Server Response Analysis
Always check server responses for debugging:
curl -w "HTTP Status: %{http_code}\nTotal Time: %{time_total}s\n" \
-F "file=@test.pdf" \
https://example.com/upload
Advanced Multipart Scenarios
Dynamic Field Generation
For dynamic form submissions where field names are generated programmatically:
# Using variables for dynamic field names
FIELD_NAME="upload_$(date +%s)"
curl -F "$FIELD_NAME=@document.pdf" https://example.com/dynamic-upload
Multiple File Arrays
Some APIs expect file arrays:
curl -F "files[]=@file1.txt" \
-F "files[]=@file2.txt" \
-F "files[]=@file3.txt" \
https://example.com/multi-upload
Binary Data Handling
For raw binary data that's not in a file:
echo -n "binary data here" | curl -F "data=<-;type=application/octet-stream" https://example.com/binary
Conclusion
Curl's multipart form data capabilities make it an excellent choice for web scraping scenarios involving file uploads and complex form submissions. Whether you're uploading files to APIs, submitting forms with mixed content types, or integrating file uploads into automated workflows, curl provides the flexibility and reliability needed for professional web scraping applications.
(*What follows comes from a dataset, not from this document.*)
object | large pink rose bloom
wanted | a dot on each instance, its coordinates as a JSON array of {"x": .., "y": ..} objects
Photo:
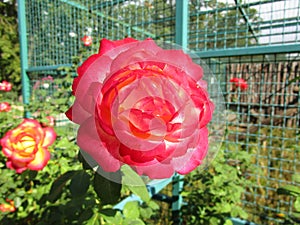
[{"x": 144, "y": 106}]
Understanding these multipart techniques allows you to handle sophisticated web interactions that go beyond simple GET and POST requests, enabling more comprehensive web scraping and automation solutions. Combined with proper authentication, error handling, and integration with other scraping tools, multipart form data support makes curl a powerful component in any web scraping toolkit.